18 AY SONRA İDDİANAME

Katliamdan 18 ay sonra hazırlanan 213 sayfalık iddianamede biri başka suçtan tutuklu 3 IŞİD’li hakkında, “Anayasal düzeni ortadan kaldırmaya teşebbüs etme, silahlı terör örgütüne üye olma, tasarlayarak ve yangın, su baskını, tahrip, batırma, bombalama ya da nükleer, biyolojik, kimyasal silah kullanarak öldürme” suçlarından 34’er kez, “Tasarlayarak ve yangın, su baskını, tahrip, batırma, bombalama ya da nükleer, biyolojik, kimyasal silah kullanarak öldürmeye teşebbüs etme” suçlarından da 70’er kez olmak üzere TCK’nin ilgili maddeleri gereğince toplam 104’er kez ağırlaştırılmış müebbet hapis talep edildi. 

ELDE BİR SANIK VAR!

İddianamede katliamın failleri olarak canlı bomba Şeyh Abddurrahman Alagöz, 10 Ekim Katliamı’nı organize eden ancak Antep’teki bir hücre evi baskınında kendilerini patlattıkları öne sürülen Yunus Durmaz ve Halil İbrahim Durgun, 10 Ekim davası sanıklarından Yakub Şahin, firari olduğu belirtilen IŞİD’in Türkiye-Suriye Sınır Sorumlusu Deniz Büyükçelebi ve IŞİD Emiri İlhami Mali gösterildi. Bu yüzden davanın eldeki tek sanığı Yakub Şahin.

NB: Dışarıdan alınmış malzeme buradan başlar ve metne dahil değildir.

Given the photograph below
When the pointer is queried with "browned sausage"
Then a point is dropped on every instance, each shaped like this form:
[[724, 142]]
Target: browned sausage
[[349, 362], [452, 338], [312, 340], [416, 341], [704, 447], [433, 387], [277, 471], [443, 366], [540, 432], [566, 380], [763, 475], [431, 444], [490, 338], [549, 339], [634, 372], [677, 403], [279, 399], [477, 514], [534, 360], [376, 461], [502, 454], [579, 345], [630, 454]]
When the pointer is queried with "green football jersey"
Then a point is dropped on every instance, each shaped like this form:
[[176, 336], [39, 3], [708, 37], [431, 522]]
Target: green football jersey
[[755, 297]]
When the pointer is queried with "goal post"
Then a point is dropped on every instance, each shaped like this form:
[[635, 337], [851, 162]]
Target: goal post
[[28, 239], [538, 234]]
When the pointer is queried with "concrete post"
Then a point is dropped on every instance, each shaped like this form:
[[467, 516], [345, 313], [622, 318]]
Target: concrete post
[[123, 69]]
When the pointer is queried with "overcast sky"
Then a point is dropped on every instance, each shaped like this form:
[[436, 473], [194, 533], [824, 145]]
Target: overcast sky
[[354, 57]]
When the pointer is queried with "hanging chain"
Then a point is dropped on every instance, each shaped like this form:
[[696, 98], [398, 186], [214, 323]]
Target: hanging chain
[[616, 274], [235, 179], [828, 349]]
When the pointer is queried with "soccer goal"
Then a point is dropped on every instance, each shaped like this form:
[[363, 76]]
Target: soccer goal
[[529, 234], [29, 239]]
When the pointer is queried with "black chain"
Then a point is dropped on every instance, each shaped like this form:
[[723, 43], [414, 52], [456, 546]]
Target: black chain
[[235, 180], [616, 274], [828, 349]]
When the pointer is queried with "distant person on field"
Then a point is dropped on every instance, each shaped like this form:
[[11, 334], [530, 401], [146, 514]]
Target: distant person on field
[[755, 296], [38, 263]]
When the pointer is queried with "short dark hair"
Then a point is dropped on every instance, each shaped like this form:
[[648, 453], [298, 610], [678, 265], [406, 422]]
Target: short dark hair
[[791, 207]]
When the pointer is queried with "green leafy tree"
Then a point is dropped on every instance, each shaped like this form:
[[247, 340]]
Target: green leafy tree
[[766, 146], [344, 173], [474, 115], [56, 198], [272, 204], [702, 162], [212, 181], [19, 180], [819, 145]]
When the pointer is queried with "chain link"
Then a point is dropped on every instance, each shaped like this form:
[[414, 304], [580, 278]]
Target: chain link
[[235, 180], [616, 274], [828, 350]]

10 Ekim davasının tutuklu sanığı olan Şahin hakkında, Suruç dosyasında 4 Mayıs 2017 tarihinde görülen ilk duruşmada tutuklama kararı verildi. 

Hazırlanan iddianamede, devlet yetkililerinin sorumluluğuna yer verilmedi. 

DAVA BAŞLADI ‘GİZLİLİK’ KARARI KALDIRILMADI

Yargı sürecini ve gelinen aşamayı değerlendiren Ezilenlerin Hukuk Bürosu avukatlarından Gülhan Kaya, “kısıtlılık kararına” vurgu yaparak, “İki yıl geçti katliamın üzerinden ve hâlâ gizlilik kararı ile dosyadan örnek almamız, dosyayı görmemiz engelleniyor. Buna yaptığımız tüm itirazlar reddedildi. Anayasa Mahkemesine yaptığımız itiraz da iki yıl geçmiş olmasına rağmen hâlâ sonuçlanmış değil” dedi. Kaya, dosyada var olan “gizlilik” kararı gerekçesi ile taleplerinin karşılanıp karşılanmadığını bilmediklerini söyledi.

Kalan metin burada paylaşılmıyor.